3.6. Impact of Surface Tension on Bioaerosol Emissions

Finally, the influence of surfactants on bioaerosol release from swirling bacterial suspensions has been investigated, and the results are shown in Figure 10. As discussed above, the antifoaming agent was added to the microbial suspension in quantities of 1.0 g/L and 1.5 g/L. These concentrations were used in our numerous projects (see, for example, [13]). Also, the results for a concentration of zero for the agent are copied here from Figure 3 for the readership’s convenience. It must be noted that numerous images of the process were taken at different concentrations of the surfactant; however, no visual difference was observed (no images are given here, as they do not show any interesting features). The results show a slight decrease in the aerosol production for the cases of operation with a surfactant. This finding is quite interesting, as it contradicts the results previously obtained by [13,16,24], who reported that adding surfactants reduces surface tension and increases the mass of released particles per bubble.
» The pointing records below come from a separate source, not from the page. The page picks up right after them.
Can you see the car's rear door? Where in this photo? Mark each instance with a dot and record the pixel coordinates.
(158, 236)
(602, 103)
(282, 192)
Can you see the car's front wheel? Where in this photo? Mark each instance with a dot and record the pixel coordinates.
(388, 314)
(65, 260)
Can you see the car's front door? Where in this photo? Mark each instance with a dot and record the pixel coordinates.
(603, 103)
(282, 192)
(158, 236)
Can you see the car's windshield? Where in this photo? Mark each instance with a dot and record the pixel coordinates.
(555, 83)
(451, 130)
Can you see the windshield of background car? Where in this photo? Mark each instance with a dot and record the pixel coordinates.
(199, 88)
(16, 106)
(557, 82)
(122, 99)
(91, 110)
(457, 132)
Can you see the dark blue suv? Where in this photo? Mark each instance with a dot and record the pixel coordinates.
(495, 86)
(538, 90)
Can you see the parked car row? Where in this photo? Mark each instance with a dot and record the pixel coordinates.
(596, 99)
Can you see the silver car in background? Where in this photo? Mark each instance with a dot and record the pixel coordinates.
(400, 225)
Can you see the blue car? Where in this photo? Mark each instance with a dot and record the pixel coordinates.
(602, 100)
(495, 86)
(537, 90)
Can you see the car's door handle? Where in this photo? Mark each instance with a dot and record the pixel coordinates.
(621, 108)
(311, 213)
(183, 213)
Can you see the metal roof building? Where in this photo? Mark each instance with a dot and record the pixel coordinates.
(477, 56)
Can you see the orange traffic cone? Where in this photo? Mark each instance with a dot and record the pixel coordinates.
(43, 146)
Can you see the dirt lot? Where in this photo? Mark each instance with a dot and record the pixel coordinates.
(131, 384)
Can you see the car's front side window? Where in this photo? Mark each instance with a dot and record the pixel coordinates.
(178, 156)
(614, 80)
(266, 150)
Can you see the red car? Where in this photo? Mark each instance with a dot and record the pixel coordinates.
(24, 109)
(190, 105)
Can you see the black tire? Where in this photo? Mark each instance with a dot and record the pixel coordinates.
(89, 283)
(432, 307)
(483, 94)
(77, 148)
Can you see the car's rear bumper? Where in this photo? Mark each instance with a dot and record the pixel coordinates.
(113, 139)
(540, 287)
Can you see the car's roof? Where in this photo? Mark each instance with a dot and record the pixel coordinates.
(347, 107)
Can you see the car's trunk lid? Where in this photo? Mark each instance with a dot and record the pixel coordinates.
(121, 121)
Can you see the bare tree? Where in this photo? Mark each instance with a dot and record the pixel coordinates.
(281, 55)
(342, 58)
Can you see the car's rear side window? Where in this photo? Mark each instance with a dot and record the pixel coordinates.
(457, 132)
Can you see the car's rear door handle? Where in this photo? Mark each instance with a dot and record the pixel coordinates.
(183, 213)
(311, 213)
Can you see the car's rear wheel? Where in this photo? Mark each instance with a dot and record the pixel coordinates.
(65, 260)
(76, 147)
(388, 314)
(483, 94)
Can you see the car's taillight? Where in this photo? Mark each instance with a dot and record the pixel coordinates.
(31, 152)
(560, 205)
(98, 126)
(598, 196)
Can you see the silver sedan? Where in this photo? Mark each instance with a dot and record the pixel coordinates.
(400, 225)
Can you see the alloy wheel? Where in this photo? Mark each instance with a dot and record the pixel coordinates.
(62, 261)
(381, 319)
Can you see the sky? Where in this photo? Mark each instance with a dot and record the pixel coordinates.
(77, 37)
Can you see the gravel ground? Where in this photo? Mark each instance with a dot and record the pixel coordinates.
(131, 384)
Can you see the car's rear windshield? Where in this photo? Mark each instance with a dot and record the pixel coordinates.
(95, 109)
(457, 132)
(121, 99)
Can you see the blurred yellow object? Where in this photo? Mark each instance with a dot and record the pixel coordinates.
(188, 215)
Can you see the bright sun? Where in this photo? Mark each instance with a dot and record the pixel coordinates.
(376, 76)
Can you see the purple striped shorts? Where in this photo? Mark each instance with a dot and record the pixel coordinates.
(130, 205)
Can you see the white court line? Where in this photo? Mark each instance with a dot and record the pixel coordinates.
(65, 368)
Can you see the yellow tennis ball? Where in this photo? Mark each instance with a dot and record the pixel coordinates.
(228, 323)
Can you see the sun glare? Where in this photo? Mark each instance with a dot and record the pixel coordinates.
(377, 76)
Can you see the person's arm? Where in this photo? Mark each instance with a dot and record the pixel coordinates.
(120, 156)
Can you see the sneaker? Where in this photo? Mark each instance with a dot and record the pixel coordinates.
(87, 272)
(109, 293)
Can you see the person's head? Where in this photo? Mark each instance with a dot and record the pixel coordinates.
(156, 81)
However, the nature of the bubbling process is quite different as compared to the vortex processes. In particular, the bubbling processes operating without surfactants produce quite substantial amounts of foam on the surface. It was shown that this foam could act as a filter supressing aerosol production; so, the addition of antifoam minimises the amount of foam, enhancing aerosol production and transportation across the liquid–air interface. In contrast, vortex processes due to different dynamics do not produce excessive amounts of foam, and the influence of antifoaming agents on this type of process is rather positive, causing the rupture of liquid films and minimising the bursting of bubbles.

4. Conclusions

This research investigated bioaerosol emissions using E. coli microbial suspensions under controlled laboratory conditions by the swirling of microbial suspensions. Key findings revealed, under various parameters, that a higher rotation velocity is associated with increased bioaerosol production rates, and the influence of the stirring device size plays a significant role; more bioaerosols are produced by larger devices. Elevated temperatures, the smaller height of the liquid column and a larger vessel size also led to higher bioaerosol emissions. In contrast, using antifoam agents could decrease the bioaerosol concentration in the ambient air. These research findings can improve workplace safety by optimising conditions in industries where similar processes are employed. One of the main aims of this research is just to “ring the bell”, as the potential hazard associated with this type of process is certainly underestimated. Of course, the process is very complicated for mathematical generalisation; so, an optimal operation procedure for both hardware and process parameters must be developed for each particular case, along with the use of site-representative microbial strains.